Em Prisões Baixas Fui Um Tempo Atado

Em prisões baixas fui um tempo atado,
vergonhoso castigo de meus erros;
inda agora arrojando levo os ferros
que a Morte, a meu pesar, tem já quebrado.

Sacrifiquei a vida a meu cuidado,
que Amor não quer cordeiros, nem bezerros;
vi mágoas, vi misérias, vi desterros:
parece me que estava assi ordenado.

Contentei me com pouco, conhecendo
que era o contentamento vergonhoso,
só por ver que cousa era viver ledo.

Mas minha estrela, que eu já’gora entendo,
a Morte cega, e o Caso duvidoso,
me fizeram de gostos haver medo.

O Redentor Chorando

Se considero o triste abatimento
Em que me faz jazer minha desgraça,
A desesperação me despedaça,
No mesmo instante, o frágil sofrimento.

Mas súbito me diz o pensamento,
Para aplacar-me a dor que me traspassa,
Que Este que trouxe ao mundo a Lei da Graça,
Teve num vil presepe o nascimento.

Vejo na palha o Redentor chorando,
Ao lado a Mãe, prostrados os pastores,
A milagrosa estrela os reis guiando.

Vejo-O morrer depois, ó pecadores,
Por nós, e fecho os olhos, adorando
Os castigos do Céu como favores.

Vós Outros, Que Buscais Repouso Certo

Vós outros, que buscais repouso certo
na vida, com diversos exercícios;
a quem, vendo do mundo os benefícios,
o regimento seu está encoberto;

dedicai, se quereis, ao desconcerto
novas hontas e cegos sacrifícios;
que, por castigo igual de antigos vícios,
quer Deus que andem as cousas por acerto.

Não caiu neste modo de castigo
quem pôs culpa à Fortuna, quem sòmente
crê que acontecimentos há no mundo.

A grande experiência é grão perigo;
mas o que a Deus é justo e evidente
parece injusto aos homens e profundo.

Pedra Tumular

A minha geração fugiu à guerra,
Por isso a paz que traz não tem sentido:
É feita de ignorância e de castigo,
Tão rígida e tão fria como a pedra.

Desfazem-se-lhe as mãos em gestos frágeis,
Duma verdade inútil por vazia,
E a língua imóvel nega o som à vida,
Por hábito ou por falta de coragem.

Se há rumores lá de fora, às vezes, lembra:
Porque é que pulsa o coração do mundo,
Precipitado, angustioso, ardente?

Mas depressa submerge na indiferença
– Que lhe deram um túmulo seguro;
E o relógio dá-lhe horas certas, sempre.

Velho Tema V

“Alma serena e casta, que eu persigo
Com o meu sonho de amo e de pecado,
Abençoado seja, abençoado
O rigor que te salva e é meu castigo.

Assim desvies sempre do meu lado
Os teus olhos; nem ouças o que eu digo;
E assim possa morrer, morrer comigo,
Este amor criminoso e condenado.

Sê sempre pura!
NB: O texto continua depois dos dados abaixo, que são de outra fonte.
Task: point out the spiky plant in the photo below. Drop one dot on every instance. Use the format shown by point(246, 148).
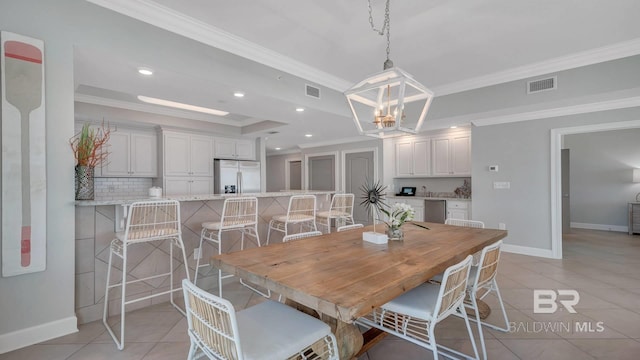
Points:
point(373, 193)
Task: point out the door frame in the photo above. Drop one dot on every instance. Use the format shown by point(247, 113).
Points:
point(557, 136)
point(343, 159)
point(336, 167)
point(287, 171)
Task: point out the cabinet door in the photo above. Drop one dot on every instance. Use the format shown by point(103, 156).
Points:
point(201, 156)
point(176, 186)
point(176, 154)
point(404, 159)
point(245, 150)
point(118, 159)
point(144, 155)
point(225, 148)
point(441, 156)
point(201, 186)
point(461, 155)
point(421, 155)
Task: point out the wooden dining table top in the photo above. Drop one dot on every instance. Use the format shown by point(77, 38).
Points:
point(344, 277)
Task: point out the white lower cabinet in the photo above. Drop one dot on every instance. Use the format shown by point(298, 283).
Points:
point(178, 185)
point(460, 210)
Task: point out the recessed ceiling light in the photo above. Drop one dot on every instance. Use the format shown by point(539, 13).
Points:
point(145, 71)
point(178, 105)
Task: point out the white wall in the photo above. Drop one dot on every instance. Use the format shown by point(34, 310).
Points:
point(601, 172)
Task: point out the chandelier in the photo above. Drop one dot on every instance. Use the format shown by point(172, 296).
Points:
point(389, 103)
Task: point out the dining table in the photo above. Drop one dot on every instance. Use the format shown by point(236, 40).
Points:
point(341, 277)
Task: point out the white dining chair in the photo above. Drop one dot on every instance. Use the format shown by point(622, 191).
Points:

Eu com denodo enjeito
Uma ventura obtida com teu dano,
Bem meu que de teus males fosse feito.”

Assim penso, assim quero, assim me engano…
Como se não sentisse que em meu peito
Pulsa o covarde coração humano.

Camões II

Quando, transposta a lúgubre morada
Dos castigos, ascende o florentino
A região onde o clarão divino
Enche de intensa luz a alma nublada,

A saudosa Beatriz, a antiga amada,
A mão lhe estende e guia o peregrino,
E aquele olhar etéreo e cristalino
Rompe agora da pálpebra sagrada.

Tu que também o Purgatório andaste
Tu que rompeste os círculos do Inferno,
Camões, se o teu amor fugir deixaste,

Ora o tens. como um guia alto e superno
Que a Natércia da vida que choraste
Chama-se Glória e tem o amor eterno.

A um Corpo Perfeito

Nenhum corpo mais lacteo e sem defeito
Mais roseo, esculptural e femenino,
Pode igualar-se ao seu, branco e divino
Immovel, nù, sobre o comprido leito! –

Nada te eguala! O ferro do assassino
Podia, hoje, matal-a, que o meu peito
Seria o esquife embalsamado e fino
D’aquelle corpo sem rival, perfeito.

Por isso é muito altiva e apetecida; –
E o goso sensual de a vêr vencida
Ha de ser forte, extranho e singular…

Como o das cousas dignas de castigo;
– Ou d’um amante sacerdote antigo,
Derrubando uma deusa d’um altar.

LXVI

Não te assuste o prodígio: eu, caminhante,
Sou uma voz, que nesta selva habito;
Chamei-me o pastor Fido; de um delito
Me veio o meu estrago; eu fui amante.

Uma ninfa perjura, uma inconstante
Neste estado me pôs: do peito aflito,
Por eterno castigo, arranco um grito,
Que desengane o peregrino errante.

Se em ti se dá piedade, ó passageiro,
(Que assim o pede a minha sorte escura)
Atende ao meu aviso derradeiro:

Lágrimas não te peço, nem ternura:
Por voto um desengano, te requeiro
Que consagres à minha sepultura.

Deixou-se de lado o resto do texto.